Everybody's got something to hide 'cept for me and my monkey
I think most people have experienced what I call "movie moments."
A movie moment is when you're confronted with a situation that is so bizarre, untoward, sometimes shocking - anything from your significant other telling you that he/she is leaving you for a 12-year-old Angolan child soldier to maybe just a glimpse of your 257-lb. bus driver neighbor clad only in his brown socks - that your mind goes into a "remove" mode and pretends it's all only a movie.

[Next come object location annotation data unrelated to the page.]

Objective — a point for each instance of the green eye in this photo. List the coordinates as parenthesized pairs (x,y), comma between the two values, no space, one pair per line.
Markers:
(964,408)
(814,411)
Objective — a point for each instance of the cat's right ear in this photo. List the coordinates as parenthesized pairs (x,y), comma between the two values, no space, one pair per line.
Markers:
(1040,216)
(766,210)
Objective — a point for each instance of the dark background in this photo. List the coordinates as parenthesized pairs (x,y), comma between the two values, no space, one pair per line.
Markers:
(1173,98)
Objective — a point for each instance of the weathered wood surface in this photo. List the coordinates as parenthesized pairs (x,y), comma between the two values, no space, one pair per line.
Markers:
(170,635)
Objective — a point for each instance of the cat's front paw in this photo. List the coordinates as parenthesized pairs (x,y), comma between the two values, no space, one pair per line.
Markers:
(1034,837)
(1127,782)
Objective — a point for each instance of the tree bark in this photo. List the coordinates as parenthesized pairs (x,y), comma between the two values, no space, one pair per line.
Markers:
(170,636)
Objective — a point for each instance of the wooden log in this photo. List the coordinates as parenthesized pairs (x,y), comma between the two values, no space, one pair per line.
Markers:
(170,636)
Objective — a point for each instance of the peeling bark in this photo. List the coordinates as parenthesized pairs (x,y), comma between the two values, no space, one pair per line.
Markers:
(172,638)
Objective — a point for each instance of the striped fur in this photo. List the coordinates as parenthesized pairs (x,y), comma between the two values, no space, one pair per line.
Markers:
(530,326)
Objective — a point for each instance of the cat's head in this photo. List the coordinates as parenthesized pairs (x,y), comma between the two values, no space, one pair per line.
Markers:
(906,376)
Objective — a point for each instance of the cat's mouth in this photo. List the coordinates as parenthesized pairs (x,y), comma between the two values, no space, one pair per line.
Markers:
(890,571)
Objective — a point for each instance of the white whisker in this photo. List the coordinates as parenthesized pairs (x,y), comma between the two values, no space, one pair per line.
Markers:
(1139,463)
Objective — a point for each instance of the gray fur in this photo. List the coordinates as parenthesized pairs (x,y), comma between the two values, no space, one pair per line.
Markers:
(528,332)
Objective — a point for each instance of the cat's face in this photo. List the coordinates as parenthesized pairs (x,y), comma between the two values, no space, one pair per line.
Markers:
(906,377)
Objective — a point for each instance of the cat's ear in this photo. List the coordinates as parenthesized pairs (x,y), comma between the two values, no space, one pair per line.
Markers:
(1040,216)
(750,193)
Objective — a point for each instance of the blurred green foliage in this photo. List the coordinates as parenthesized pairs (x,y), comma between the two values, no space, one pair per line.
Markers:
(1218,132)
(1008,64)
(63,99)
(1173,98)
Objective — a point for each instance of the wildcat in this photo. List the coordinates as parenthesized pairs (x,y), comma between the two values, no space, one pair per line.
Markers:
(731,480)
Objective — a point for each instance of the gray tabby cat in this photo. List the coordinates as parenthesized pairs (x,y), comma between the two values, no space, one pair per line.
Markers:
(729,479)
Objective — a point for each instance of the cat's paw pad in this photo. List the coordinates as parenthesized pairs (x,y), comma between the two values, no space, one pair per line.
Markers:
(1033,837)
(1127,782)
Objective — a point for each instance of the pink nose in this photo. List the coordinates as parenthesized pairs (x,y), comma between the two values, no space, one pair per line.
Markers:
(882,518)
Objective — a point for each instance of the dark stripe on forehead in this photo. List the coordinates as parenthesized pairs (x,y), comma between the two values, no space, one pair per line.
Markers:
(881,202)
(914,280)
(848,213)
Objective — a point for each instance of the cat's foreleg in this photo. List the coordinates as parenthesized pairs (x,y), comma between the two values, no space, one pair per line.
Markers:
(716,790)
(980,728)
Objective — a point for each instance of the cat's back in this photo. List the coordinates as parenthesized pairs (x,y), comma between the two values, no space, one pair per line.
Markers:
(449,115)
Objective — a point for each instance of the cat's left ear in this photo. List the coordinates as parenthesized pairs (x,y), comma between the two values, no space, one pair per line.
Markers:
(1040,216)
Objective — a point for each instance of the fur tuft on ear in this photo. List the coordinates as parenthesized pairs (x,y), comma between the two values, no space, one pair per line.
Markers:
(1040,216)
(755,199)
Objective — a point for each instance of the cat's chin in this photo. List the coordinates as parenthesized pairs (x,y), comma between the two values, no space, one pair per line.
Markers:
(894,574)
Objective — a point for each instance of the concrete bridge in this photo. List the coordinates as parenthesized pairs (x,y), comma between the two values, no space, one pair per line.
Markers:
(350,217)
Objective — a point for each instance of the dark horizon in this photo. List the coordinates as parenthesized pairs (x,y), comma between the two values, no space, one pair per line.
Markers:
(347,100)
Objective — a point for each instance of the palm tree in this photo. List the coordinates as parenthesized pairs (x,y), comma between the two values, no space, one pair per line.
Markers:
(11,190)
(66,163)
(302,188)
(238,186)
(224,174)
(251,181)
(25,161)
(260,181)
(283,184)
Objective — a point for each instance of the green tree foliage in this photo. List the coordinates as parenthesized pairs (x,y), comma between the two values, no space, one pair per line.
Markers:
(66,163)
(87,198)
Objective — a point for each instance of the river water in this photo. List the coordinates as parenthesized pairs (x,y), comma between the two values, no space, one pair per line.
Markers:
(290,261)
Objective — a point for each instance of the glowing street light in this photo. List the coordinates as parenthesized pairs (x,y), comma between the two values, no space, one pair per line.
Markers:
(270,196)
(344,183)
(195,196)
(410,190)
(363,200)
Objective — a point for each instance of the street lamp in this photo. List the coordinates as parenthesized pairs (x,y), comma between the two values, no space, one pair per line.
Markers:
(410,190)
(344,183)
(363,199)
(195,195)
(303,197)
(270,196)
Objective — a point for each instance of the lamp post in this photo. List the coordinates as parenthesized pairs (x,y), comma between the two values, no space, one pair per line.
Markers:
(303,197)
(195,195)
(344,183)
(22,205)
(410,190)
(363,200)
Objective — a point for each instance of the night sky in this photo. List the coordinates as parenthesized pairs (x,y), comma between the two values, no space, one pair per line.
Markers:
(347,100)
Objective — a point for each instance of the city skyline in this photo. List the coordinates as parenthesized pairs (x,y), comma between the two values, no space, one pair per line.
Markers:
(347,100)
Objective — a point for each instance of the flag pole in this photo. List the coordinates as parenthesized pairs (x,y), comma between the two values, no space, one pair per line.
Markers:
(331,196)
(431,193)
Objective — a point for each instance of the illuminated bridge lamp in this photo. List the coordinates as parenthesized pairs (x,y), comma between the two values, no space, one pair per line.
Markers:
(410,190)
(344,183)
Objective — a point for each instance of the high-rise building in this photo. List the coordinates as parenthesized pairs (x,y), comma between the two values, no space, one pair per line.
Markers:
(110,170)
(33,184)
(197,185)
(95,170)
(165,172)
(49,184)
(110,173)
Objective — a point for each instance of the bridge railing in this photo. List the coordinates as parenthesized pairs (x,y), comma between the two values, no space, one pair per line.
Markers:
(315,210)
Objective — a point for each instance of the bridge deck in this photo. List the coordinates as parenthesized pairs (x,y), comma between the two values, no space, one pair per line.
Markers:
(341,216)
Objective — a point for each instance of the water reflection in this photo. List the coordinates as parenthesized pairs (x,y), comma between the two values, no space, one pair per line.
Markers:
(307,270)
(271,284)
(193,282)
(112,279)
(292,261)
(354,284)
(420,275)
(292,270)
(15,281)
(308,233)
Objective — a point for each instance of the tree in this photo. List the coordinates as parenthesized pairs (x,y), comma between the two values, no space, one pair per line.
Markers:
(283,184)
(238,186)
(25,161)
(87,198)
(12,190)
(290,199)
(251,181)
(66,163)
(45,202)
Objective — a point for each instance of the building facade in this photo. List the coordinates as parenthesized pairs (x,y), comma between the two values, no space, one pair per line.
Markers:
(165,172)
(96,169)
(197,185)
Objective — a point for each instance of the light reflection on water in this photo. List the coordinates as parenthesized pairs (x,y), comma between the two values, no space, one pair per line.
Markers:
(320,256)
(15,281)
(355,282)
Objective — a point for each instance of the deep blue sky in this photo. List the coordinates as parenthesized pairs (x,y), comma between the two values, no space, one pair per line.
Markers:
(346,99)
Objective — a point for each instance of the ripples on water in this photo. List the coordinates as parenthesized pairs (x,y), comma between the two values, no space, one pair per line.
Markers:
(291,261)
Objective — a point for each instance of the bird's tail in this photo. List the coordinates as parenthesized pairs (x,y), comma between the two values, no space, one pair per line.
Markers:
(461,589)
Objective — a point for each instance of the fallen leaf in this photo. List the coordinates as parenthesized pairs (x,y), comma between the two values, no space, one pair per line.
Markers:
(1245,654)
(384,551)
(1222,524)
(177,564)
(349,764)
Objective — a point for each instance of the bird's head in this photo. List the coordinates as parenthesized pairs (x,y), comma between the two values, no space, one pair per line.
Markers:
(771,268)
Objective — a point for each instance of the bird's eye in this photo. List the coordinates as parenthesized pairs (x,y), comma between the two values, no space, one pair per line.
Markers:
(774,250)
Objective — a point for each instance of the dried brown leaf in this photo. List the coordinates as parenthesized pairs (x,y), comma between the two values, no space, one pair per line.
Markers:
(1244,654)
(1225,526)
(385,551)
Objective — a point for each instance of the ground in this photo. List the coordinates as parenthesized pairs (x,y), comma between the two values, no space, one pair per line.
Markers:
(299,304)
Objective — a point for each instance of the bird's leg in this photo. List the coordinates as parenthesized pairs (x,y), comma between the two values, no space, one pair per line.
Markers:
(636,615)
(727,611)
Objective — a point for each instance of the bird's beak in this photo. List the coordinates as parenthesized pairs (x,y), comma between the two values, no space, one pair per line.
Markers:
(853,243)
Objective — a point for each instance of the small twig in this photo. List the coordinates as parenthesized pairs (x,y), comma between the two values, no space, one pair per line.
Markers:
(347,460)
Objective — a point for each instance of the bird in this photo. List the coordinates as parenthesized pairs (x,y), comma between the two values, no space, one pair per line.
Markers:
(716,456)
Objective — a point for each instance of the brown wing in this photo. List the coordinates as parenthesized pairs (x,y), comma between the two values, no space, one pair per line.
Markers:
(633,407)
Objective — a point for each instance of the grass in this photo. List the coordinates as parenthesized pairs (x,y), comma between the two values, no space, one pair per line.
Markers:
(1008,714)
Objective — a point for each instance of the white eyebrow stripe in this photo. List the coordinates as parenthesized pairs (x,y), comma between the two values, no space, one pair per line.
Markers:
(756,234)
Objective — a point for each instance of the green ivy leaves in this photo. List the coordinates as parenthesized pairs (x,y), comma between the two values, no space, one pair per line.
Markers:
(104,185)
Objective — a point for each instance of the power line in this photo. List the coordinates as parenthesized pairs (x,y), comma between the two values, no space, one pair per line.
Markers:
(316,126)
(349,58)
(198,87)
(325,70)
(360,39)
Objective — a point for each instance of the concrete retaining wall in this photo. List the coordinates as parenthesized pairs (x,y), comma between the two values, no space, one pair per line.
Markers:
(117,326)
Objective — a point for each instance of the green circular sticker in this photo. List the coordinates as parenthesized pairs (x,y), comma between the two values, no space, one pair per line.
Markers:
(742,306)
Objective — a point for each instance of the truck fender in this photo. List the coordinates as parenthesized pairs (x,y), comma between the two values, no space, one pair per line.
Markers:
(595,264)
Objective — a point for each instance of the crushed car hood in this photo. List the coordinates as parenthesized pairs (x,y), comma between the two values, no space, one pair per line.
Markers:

I had a couple of those movie moments during my "Adopt a Barbarian for Chinese New Year Homestay Program" courtesy of my host, a man I whom I will call the "Strawberry King" because part of this portly, bullet-headed, flat-top cut man's wealth comes from strawberry farms. The Nelsons or Cleavers, this family wasn't. They weren't quite the Osbournes, either, but there were enough revealing details that showed me that pretty much all families are dysfunctional, whether they hail from from Shenzhen, China or Shelby, Mississippi.
Movie Moment #1: Setting: Qiu Family Breakfast table, 9:14 a.m., day after meeting the aggressively pleasant non-English speaking Strawberry King, his genuinely pleasant non-English speaking wife, also genuinely pleasant non-English speaking mother, pleasantly tongue-tied, virtually non-English speaking 18-year-old nephew, and engaging, English-speaking 16-going-on-26-year-old daughter, Joanne. (A prerequisite for Chinese host families was that at least one parent had to speak English).
I am reaching for another heaping helping of dried, salted fish to go with my rice porridge. Joanne has just finished tellling me about the three weeks she spent in the U.S. with a group of Chinese middle school students and how tired they were of eating milk and cereal for breakfast. I nod in polite, sympathetic agreement, and immediately begin craving a bowl of Count Chocula when the Strawberry King bursts in from the kitchen with an entire cold, roasted chicken - complete with head - in his bare hands and plonks it down on the table. Chicken grease and liquid ooze on to the surface from the impact.
Stravberry King: In Chinese, while fixing me with a demented grin. I can still smell the mao-tai (Chinese rocket fuel) and Remy Martin cognac fumes on his breath from the last night's "Welcome the Foreigner" party he hosted.BlahblahblahCHINESE HAPPY NEW YEARblahblabh!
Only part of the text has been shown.